— Боюсь рисковать — вдруг что-нибудь случится с «Голубой фишкой»?
— А хрен с ней! Она застрахована.
— И основательно, — добавила Рут.
Мы все рассмеялись.
— Вы так добры ко мне, — сказал я.
— Эй, — заметил Билл, — а зачем еще нужны друзья?
Чтением на ночь меня обеспечил Билл. Три большие навигационные книги, приливные графики побережья Коннектикута. Я смотрел на них минут пять, потом сон настиг меня, как хороший удар под дых. Когда через девять часов я зашевелился, мне понадобилось несколько секунд, чтобы сообразить, что уже четверг, одиннадцать часов утра, и что я нахожусь в гостевой комнате Хартли (накануне слишком много выпил и переволновался, чтобы ехать домой). Впервые за несколько дней я спал крепко, без сновидений.
Я увидел, что графики все еще разбросаны по постели. Еще я обнаружил записку и связку ключей на прикроватном столике.
Мы уехали на работу. Не хотели тебя будить. Чувствуй себя как дома. Оставь себе эти ключи и перевези вещи, когда тебе будет удобно. Маленький ключ от каюты «Голубой фишки» — это на случай, если тебе захочется там оглядеться.
Не пропадай.
С любовью,
Рут и Билл.
Я не заслуживал таких друзей, как Рут и Билл. Они были слишком порядочными, слишком доверчивыми. И я собирался воспользоваться их гостеприимством о-очень широко.
Как бы то ни было, я испытывал огромную благодарность за ключи от «Голубой фишки». Быстро приняв душ в их гостевой ванной комнате, я поехал в гавань Нью-Кройдона и поднялся на палубу яхты. Войдя в маленькую каюту, быстро огляделся. Под одной из коек было достаточно пустого места. На случай если вы не хотели идти под парусами, имелся мотор. Он был достаточно мощным, чтобы справиться с сильными течениями — особенно если вы включали автопилот на время сна и доверяли системе глобального позиционирования, установленной Биллом, вести яхту в нужном вам направлении. Если верить инструкции по использованию, которую я нашел на полке в каюте, с полным баком горючего можно было покрыть расстояние в две сотни миль. В небольшом шкафчике ближе к носу я обнаружил три канистры моторного топлива (Билл не хотел рисковать оказаться без горючего во время полного штиля). В кухоньке я заметил, что шланг, соединяющий плиту с газовым баллоном, поистрепался и был на скорую руку отремонтирован при помощи черной изоляционной ленты.
Я вышел на палубу, запер за собой каюту. День мрачный, небо тускло-серое, промозглый северный ветер. Я поднял воротник своей кожаной куртки и положил графики Билла перед штурвалом. Внимательно прочитал все, что говорилось о приливах-отливах на воскресенье и понедельник, затем занялся навигационной информацией о районе Лонг-Айленд Саунд.
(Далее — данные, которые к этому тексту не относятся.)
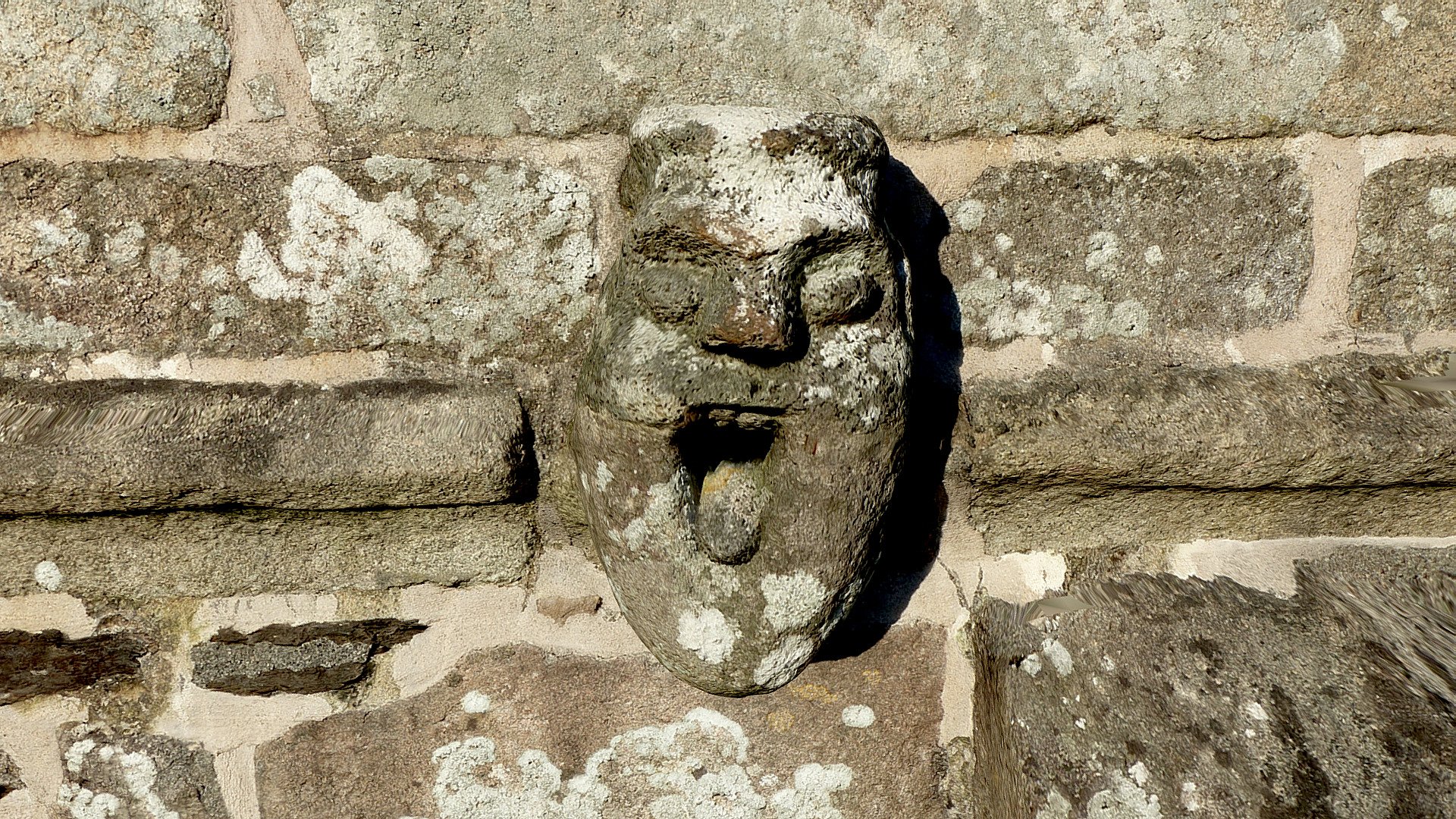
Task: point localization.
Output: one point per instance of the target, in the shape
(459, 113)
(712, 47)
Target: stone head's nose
(748, 322)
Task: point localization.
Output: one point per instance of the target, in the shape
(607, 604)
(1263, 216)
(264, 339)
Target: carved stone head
(742, 409)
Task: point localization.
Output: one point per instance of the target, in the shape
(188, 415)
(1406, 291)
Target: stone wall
(329, 265)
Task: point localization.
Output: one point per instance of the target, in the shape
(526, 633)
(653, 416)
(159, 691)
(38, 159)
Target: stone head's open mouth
(724, 452)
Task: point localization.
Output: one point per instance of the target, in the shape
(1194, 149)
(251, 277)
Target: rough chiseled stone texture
(296, 659)
(118, 774)
(1407, 248)
(169, 257)
(1107, 458)
(47, 662)
(1171, 698)
(216, 554)
(519, 732)
(9, 776)
(1128, 246)
(95, 66)
(919, 67)
(143, 445)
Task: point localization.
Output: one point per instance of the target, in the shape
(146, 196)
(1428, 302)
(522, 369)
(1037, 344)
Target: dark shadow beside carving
(912, 532)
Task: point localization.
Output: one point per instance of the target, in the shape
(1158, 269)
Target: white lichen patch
(1392, 18)
(970, 215)
(780, 665)
(1126, 800)
(695, 768)
(1104, 251)
(733, 181)
(858, 357)
(1139, 773)
(858, 716)
(504, 251)
(1057, 654)
(663, 528)
(1005, 309)
(708, 634)
(1031, 664)
(137, 771)
(1442, 202)
(792, 601)
(93, 66)
(49, 576)
(1056, 808)
(475, 703)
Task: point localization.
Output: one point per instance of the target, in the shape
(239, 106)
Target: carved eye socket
(672, 293)
(839, 289)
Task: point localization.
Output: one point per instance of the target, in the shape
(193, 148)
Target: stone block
(1110, 457)
(120, 774)
(922, 69)
(9, 776)
(1171, 698)
(1407, 248)
(466, 260)
(1128, 248)
(96, 66)
(253, 551)
(47, 662)
(523, 732)
(146, 445)
(296, 659)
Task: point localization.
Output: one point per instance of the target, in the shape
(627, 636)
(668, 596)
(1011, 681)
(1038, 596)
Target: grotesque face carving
(742, 410)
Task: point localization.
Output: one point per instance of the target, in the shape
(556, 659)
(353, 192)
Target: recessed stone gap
(724, 450)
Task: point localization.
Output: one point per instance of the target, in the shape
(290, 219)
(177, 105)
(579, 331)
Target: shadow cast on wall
(912, 531)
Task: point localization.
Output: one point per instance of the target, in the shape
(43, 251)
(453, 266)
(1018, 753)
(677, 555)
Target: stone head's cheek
(859, 372)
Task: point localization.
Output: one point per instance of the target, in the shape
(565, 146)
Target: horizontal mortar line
(979, 490)
(215, 145)
(256, 509)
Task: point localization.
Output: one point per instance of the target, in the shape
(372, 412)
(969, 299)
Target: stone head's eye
(839, 290)
(673, 295)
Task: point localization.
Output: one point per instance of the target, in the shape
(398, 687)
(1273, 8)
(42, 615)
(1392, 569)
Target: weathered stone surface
(519, 732)
(139, 445)
(1111, 458)
(1178, 697)
(919, 67)
(742, 409)
(1407, 248)
(561, 610)
(216, 554)
(1128, 246)
(95, 66)
(9, 776)
(47, 662)
(134, 776)
(296, 659)
(168, 257)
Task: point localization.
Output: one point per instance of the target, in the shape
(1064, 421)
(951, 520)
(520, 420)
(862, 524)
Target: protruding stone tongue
(728, 512)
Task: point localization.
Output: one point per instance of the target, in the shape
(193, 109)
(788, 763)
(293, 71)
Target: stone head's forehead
(758, 178)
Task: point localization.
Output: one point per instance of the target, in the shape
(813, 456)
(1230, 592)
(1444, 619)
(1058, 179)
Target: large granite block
(463, 260)
(149, 445)
(919, 67)
(520, 732)
(95, 66)
(1405, 257)
(1130, 248)
(1175, 698)
(253, 551)
(1111, 455)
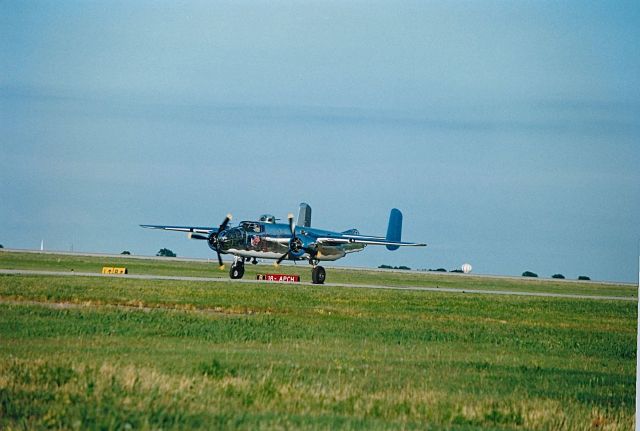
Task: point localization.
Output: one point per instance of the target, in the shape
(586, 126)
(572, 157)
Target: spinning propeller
(214, 238)
(294, 244)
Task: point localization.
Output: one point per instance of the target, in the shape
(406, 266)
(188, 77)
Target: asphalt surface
(357, 286)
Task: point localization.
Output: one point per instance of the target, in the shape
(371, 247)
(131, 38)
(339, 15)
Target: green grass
(110, 353)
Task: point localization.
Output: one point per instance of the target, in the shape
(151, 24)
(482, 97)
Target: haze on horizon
(507, 133)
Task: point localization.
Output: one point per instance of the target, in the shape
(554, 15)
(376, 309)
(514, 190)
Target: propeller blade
(292, 228)
(225, 222)
(220, 260)
(283, 257)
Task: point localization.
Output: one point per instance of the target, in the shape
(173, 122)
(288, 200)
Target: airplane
(268, 239)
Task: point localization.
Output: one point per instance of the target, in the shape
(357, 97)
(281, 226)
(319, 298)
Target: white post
(637, 355)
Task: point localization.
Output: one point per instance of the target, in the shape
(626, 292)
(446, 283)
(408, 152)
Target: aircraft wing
(189, 229)
(362, 239)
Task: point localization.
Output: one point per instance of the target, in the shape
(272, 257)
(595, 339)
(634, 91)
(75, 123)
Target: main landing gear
(318, 274)
(237, 269)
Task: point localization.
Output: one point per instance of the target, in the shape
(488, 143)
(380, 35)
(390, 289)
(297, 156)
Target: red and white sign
(279, 278)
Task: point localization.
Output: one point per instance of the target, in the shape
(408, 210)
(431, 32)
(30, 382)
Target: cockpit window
(267, 218)
(250, 226)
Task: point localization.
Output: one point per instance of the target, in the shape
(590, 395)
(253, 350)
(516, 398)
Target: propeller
(213, 239)
(292, 228)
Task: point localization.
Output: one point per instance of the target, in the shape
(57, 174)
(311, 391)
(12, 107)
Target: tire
(236, 272)
(318, 275)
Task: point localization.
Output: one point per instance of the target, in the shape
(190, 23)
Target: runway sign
(113, 270)
(278, 277)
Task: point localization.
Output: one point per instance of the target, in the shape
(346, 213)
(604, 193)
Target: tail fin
(394, 231)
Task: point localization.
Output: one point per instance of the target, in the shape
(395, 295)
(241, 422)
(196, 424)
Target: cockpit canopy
(252, 226)
(268, 218)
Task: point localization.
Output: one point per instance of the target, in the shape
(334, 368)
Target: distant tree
(165, 252)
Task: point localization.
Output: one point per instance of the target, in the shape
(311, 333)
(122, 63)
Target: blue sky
(507, 132)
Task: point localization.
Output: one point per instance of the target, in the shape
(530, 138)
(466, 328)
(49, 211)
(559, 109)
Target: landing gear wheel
(318, 275)
(237, 271)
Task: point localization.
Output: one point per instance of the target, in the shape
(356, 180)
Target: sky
(508, 133)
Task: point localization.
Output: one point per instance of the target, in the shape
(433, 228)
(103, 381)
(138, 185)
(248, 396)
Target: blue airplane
(268, 239)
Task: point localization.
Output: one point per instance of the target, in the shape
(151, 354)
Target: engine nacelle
(212, 241)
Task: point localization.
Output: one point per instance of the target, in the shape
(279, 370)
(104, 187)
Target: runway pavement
(357, 286)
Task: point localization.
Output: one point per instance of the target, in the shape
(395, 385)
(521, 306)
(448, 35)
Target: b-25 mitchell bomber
(268, 239)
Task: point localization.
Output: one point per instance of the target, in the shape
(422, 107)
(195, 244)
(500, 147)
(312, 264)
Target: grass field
(109, 353)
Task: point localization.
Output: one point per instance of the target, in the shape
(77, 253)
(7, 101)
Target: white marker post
(638, 357)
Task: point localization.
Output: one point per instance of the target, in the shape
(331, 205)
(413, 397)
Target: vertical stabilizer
(304, 217)
(394, 231)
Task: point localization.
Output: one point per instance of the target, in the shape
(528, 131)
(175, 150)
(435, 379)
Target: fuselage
(263, 240)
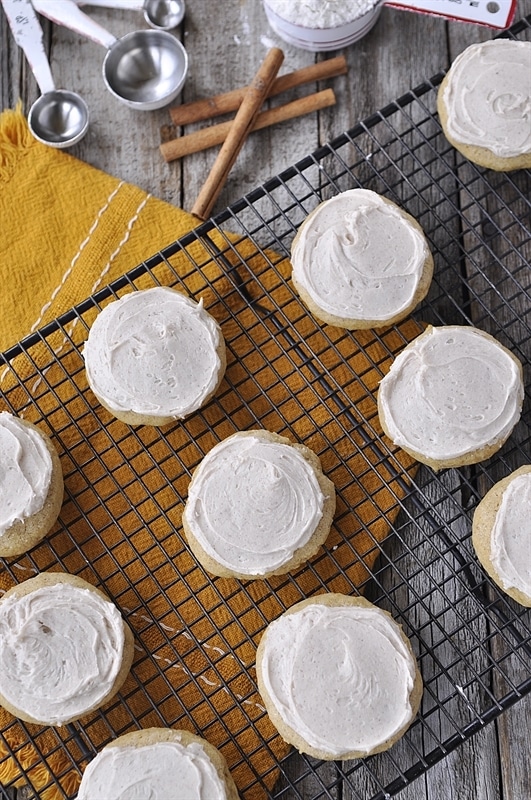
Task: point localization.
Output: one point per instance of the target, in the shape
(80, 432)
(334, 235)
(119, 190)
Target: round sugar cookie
(159, 763)
(154, 356)
(452, 396)
(359, 261)
(258, 505)
(338, 677)
(501, 534)
(484, 104)
(74, 646)
(31, 485)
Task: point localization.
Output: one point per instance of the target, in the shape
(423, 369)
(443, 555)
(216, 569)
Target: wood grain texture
(226, 43)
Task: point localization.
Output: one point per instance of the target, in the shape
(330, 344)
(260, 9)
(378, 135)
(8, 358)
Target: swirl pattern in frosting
(153, 771)
(358, 256)
(339, 676)
(61, 651)
(452, 391)
(25, 471)
(511, 536)
(487, 97)
(154, 352)
(253, 502)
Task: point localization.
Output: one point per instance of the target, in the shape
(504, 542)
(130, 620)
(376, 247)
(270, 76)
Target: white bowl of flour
(321, 25)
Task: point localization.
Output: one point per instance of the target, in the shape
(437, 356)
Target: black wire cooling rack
(473, 643)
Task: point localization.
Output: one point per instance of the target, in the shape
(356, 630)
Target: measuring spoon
(163, 15)
(144, 69)
(58, 118)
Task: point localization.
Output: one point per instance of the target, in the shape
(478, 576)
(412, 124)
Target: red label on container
(493, 13)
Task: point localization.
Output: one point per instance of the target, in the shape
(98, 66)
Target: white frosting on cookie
(61, 651)
(253, 502)
(511, 536)
(155, 771)
(359, 257)
(488, 97)
(25, 471)
(452, 391)
(154, 352)
(340, 677)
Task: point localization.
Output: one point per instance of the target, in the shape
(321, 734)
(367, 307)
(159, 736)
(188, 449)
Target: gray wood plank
(226, 43)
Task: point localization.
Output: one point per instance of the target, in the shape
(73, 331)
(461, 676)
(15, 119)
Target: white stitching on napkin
(82, 246)
(104, 271)
(121, 244)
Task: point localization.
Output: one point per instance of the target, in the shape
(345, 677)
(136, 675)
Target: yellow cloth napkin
(66, 230)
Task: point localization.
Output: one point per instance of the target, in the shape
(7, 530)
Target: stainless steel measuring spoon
(58, 118)
(144, 69)
(163, 15)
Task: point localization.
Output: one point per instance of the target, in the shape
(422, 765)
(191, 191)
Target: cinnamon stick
(240, 127)
(216, 134)
(225, 103)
Я вел пальцем по извилистой линии побережья Коннектикута — рваная цепочка маленьких бухт и заливов — и не находил того, что искал, пока палец не замер к востоку от Нью-Лондона, на небольшом кусочке земли под названием Мемориальный парк Харкнесса.
Через два часа я уже был там, в сотне километров на северо-восток от Нью-Кройдона. Я ехал по шоссе I-95 к приморскому городу Нью-Лондон, месторасположению Академии береговой охраны, затем свернул на дорогу 213 и по ней проехал несколько миль до въезда в парк. Холмистые акры зеленых лужаек, столы для пикников, деревянные мостки, спускающиеся к пляжу, внушительный особняк Харкнесса, который был теперь превращен в музей и напоминал дом с привидениями из фильмов Винсента Прайса. Вход в парк загораживали низкие ворота, а рядом имелось объявление, что ворота эти закрываются на закате солнца. За ними виднелась будка дежурного. Поскольку шел уже третий день ноября, полиция никого там не оставляла — не сезон. По существу, весь парк в этот блеклый осенний четверг принадлежал мне. Я пошел вниз, к пляжу. Мне очень понравилось то, что я увидел. На воде несколько прогулочных лодок, время от времени проскакивает катер береговой охраны — и чистое, нетронутое пространство моря, которое через пятнадцать миль на восток превратится в Атлантический океан. Еще я заметил, что это был единственный участок пляжа, где не было дома фасадом на море, что означало, что я могу пристать сюда, не опасаясь быть увиденным. Меня слегка беспокоило присутствие береговой охраны. Вдруг эти ревнители порядка останавливают каждую лодку, дерзнувшую попасться им на пути? Хотя их задача охранять берег, так что зачем им заниматься прогулочной лодкой, плывущей к берегу? Да, это самое подходящее место. И пока течение на моей стороне, плавание в Атлантический океан будет легким.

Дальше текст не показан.